A researcher stares at a blank grant proposal template. Two months to deadline. Fifty pages minimum. The literature review alone will consume three weeks, even though she's already read the papers. The methodology section requires rewriting the same explanations her last proposal contained. Nobody's building on her previous work; she's rebuilding it from scratch, manually copying citations and restructuring paragraphs to fit a new funder's requirements. This is where most researchers live. Grant writing consumes 15-20% of academic time, yet most of it involves tedious document assembly rather than intellectual work. The outline exists. The papers are written. The citations are there. What's missing is the bridge: a system that takes those raw materials and generates a structured proposal that actually reads like prose, not like it was assembled by a committee of bots. The workflow below solves this specific problem. You'll extract research content from PDFs, rephrase it contextually for grant language, then orchestrate the pieces into a formatted proposal document. The result is a first draft that's genuinely usable, not something requiring a full rewrite.
The Automated Workflow
This workflow runs on n8n because it needs conditional logic and file handling. Zapier would work but feels brittle for this; Make requires too much manual intervention between steps. n8n lets you build once and reuse across multiple researchers. The architecture has four stages: extraction, transformation, generation, and assembly. Stage 1: Extract content from research PDFs using Chat With PDF Researchers upload a thesis chapter, recent paper, or detailed outline to Chat With PDF by Copilot.us. You'll interact with it via webhook to pull structured summaries.

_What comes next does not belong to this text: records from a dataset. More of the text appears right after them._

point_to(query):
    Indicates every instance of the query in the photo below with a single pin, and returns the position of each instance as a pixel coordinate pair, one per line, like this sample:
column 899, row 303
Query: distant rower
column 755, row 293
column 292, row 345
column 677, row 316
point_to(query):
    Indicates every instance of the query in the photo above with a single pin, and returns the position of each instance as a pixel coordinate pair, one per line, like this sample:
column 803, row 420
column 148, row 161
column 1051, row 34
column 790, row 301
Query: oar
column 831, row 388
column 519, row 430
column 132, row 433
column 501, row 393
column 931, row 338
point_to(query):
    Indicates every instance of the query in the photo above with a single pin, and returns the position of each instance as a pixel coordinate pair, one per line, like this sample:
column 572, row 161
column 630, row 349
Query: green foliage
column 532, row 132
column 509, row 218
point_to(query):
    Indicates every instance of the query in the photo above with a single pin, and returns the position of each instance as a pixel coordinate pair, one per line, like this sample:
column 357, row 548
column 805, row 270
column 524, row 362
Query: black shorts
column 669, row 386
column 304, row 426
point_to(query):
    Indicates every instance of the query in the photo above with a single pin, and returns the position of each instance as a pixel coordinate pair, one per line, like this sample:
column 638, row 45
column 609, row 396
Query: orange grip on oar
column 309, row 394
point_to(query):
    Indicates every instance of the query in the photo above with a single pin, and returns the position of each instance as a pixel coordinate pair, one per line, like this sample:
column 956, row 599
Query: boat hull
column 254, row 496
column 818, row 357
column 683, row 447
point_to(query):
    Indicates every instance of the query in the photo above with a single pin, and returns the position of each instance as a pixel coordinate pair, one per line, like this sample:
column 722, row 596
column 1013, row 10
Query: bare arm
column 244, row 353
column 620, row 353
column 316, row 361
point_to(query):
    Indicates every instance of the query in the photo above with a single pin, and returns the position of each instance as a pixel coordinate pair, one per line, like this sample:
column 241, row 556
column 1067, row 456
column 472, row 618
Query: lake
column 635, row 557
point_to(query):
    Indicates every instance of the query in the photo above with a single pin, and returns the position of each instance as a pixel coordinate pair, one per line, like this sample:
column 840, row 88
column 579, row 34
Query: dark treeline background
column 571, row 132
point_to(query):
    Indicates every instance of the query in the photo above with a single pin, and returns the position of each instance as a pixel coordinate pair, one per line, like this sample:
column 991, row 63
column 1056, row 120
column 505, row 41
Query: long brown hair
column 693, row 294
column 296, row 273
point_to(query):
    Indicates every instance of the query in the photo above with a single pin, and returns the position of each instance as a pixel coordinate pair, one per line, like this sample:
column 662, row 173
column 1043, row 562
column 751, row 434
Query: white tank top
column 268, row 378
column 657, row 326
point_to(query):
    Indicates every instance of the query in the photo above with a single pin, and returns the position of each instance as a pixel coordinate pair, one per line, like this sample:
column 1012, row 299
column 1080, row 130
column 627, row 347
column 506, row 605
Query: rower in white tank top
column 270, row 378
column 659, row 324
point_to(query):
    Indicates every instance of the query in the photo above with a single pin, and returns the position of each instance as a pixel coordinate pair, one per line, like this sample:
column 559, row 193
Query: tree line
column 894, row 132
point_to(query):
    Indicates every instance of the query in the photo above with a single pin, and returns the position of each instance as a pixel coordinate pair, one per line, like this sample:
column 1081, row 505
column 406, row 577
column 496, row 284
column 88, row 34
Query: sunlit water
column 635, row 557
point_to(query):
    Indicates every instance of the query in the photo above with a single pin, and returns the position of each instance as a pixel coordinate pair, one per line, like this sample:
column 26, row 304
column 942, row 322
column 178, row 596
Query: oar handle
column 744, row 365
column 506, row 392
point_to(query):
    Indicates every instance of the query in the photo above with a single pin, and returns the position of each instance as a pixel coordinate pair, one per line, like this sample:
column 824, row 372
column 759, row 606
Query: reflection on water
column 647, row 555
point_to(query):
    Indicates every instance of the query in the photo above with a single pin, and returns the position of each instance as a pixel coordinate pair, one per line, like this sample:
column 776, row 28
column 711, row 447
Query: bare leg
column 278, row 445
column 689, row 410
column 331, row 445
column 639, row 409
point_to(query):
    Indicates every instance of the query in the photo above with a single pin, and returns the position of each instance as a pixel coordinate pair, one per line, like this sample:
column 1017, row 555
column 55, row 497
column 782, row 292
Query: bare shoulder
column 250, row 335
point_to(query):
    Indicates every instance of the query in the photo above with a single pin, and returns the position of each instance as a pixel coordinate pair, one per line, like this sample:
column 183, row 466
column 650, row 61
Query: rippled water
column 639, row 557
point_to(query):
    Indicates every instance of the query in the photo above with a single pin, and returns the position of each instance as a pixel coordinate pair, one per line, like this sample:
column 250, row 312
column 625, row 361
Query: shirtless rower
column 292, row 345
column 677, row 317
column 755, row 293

POST https://api.copilot.us/v1/pdf-chat
Content-Type: application/json { "file_id": "research_paper_2024.pdf", "query": "Summarise the methodology section in 150 words. Include all statistical approaches and sample sizes.", "context_window": 3000
}
The response returns structured text that n8n can parse and store in a variable.
json
{ "response": "This study employed a mixed-methods design combining quantitative analysis of 247 patient records with qualitative interviews from 18 clinicians...", "tokens_used": 847, "source_pages": [3, 4, 5]
}
Store this in n8n as extracted_methodology. Stage 2: Transform content with QuillBot for grant-appropriate language Raw research text often doesn't match grant funder voice. QuillBot's API accepts text and a "creativity" setting; at low values (2-3) it maintains meaning whilst adjusting tone for formal grant contexts.
POST https://api.quillbot.com/api/rephrase
Authorization: Bearer YOUR_QUILLBOT_API_KEY { "text": "{{ extracted_methodology }}", "creativity": 2, "mode": "formal", "length": "same"
}
Store the rephrased output as methodology_grant_ready.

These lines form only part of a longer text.